Agent Instructions

This project uses bd (beads) for issue tracking and canopy for parallel agent orchestration.

Run bd onboard to learn beads, and canopy help to learn the orchestrator.

IMPORTANT: Filing vs Implementing

When the user asks to "file beads", "file issues", "create tickets", or similar phrasing, STOP after filing. You may investigate to understand the problem, but once the bead is created with bd create, you are DONE. Do NOT proceed to implement or fix.

"file a bead for X" → investigate if needed, bd create, then stop
"create tickets for these bugs" → bd create for each, then stop
"track this as an issue" → bd create, then stop

If the user wants implementation, they will say "fix", "implement", "resolve", or explicitly ask you to work on it.

Git Setup

Before any git operations, verify identity is configured:

git config user.name && git config user.email  # Must both exist

If missing, check ~/.gitconfig or set locally for this repo.

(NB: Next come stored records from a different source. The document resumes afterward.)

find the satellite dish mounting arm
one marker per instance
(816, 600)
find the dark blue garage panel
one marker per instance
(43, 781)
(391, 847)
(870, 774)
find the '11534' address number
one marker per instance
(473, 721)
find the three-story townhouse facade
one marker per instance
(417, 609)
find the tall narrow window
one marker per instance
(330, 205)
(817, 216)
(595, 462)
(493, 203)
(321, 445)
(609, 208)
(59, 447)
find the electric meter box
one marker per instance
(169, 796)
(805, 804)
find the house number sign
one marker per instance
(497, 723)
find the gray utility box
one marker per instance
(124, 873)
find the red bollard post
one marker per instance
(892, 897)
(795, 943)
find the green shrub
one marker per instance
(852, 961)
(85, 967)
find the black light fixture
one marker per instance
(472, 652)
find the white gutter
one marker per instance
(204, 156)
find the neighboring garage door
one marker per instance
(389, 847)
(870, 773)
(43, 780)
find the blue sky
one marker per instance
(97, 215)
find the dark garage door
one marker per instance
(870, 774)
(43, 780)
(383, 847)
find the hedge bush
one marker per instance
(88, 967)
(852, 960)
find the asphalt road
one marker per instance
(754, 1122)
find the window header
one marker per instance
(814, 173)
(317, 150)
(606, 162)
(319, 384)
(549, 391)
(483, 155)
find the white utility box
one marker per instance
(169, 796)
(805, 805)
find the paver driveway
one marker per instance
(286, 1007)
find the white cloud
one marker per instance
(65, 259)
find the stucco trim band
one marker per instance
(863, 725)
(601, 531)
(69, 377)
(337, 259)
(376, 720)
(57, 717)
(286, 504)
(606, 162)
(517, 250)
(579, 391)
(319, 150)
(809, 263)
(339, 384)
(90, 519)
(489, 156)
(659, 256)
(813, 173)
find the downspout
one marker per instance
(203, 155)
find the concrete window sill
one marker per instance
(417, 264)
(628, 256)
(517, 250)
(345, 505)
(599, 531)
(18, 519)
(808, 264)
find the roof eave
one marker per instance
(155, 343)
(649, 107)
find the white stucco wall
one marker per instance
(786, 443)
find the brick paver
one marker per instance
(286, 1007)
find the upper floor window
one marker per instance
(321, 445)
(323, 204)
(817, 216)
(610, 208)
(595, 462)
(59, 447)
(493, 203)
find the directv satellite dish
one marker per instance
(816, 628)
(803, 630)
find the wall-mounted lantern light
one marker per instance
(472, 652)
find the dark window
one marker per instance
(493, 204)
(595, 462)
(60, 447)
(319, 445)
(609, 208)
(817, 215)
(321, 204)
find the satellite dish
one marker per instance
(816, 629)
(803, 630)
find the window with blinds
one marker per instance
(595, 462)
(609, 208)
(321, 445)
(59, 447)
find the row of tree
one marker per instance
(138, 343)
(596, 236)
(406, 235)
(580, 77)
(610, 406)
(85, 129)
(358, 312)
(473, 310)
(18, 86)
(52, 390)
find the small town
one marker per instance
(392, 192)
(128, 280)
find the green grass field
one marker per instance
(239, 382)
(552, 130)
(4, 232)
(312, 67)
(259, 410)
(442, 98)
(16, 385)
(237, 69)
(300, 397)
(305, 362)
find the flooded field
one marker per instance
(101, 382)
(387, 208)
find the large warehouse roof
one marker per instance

Use plain git commands—the working directory is already set, so -C is unnecessary.

Commit Standards

Format: type: concise description (feat, fix, refactor, test, docs, chore)
Reference bead ID when relevant: fix(canopy-abc): description
Run go test ./... before committing code changes
Run go build ./... to verify compilation (enforced by pre-commit hook)

Beads API Invariant

Canopy treats beads as a minimal issue tracker with dependencies. It MUST NOT depend on:

Gates (human, timer, gh:*, bead)
Formulas or workflow automation
Watchers or notifications
GitHub integration
Cross-rig (gastown) references
Any field not in the core schema

Core Schema (canopy may use)

type Task struct {
    ID          string   `json:"id"`
    Title       string   `json:"title"`
    Description string   `json:"description,omitempty"`
    Type        string   `json:"type,omitempty"`        // bug, feature, task, chore
    Priority    int      `json:"priority,omitempty"`    // 0-4
    Status      string   `json:"status,omitempty"`      // open, in_progress, closed, deferred
    Labels      []string `json:"labels,omitempty"`
    Assignee    string   `json:"assignee,omitempty"`
    Blockers    []string `json:"blockers,omitempty"`    // Dependency IDs
    UpdatedAt   string   `json:"updated_at,omitempty"`
}

Task Selection (Strict)

Canopy filters tasks using ONLY these fields:

priority - numeric range (0-4)
type - exact match (bug, feature, task, chore)
labels - set membership
assignee - exact match or empty

No fuzzy/natural language filtering. The --prompt flag is deprecated.

Commands (canopy may use)

bd ready                    # Actionable work (open, unblocked)
bd ready --priority 2       # Filter by max priority
bd ready --type bug         # Filter by type
bd list --status=open       # Query by status
bd show <id>                # Task details
bd update <id> --status=X   # Change status
bd close <id>               # Complete
bd close <id> --reason="X"  # Complete with reason
bd dep add <a> <b>          # a depends on b
bd sync                     # Git sync

Reference: https://github.com/jzila/beads-protocol

Git Hooks

The pre-commit hook (scripts/hooks/pre-commit) enforces:

Go build check: Runs go build ./... when .go files are staged
Beads sync: Flushes pending beads changes to JSONL

Install hooks after cloning:

cp scripts/hooks/pre-commit .git/hooks/pre-commit && chmod +x .git/hooks/pre-commit

Or use devenv which automatically installs hooks on shell entry.

Error Handling Guidelines

See pkg/errors/errors.go for defined error types and full guidelines.

Core Rules

Always wrap errors with context using fmt.Errorf("context: %w", err):

// Good
if err := doSomething(); err != nil {
    return fmt.Errorf("failed to do something: %w", err)
}

// Bad - loses context
if err := doSomething(); err != nil {
    return err
}

Never silently swallow errors. If you can't return an error, log it:

// Good - explicit about ignoring
_ = optionalCleanup() // Non-fatal: cleanup is best-effort

// Good - log non-fatal errors
if err := cleanup(); err != nil && verbose {
    fmt.Fprintf(os.Stderr, "warning: cleanup failed: %v\n", err)
}

// Bad - silent failure
cleanup()

Use sentinel errors for programmatic handling:

import "github.com/jzila/canopy/pkg/errors"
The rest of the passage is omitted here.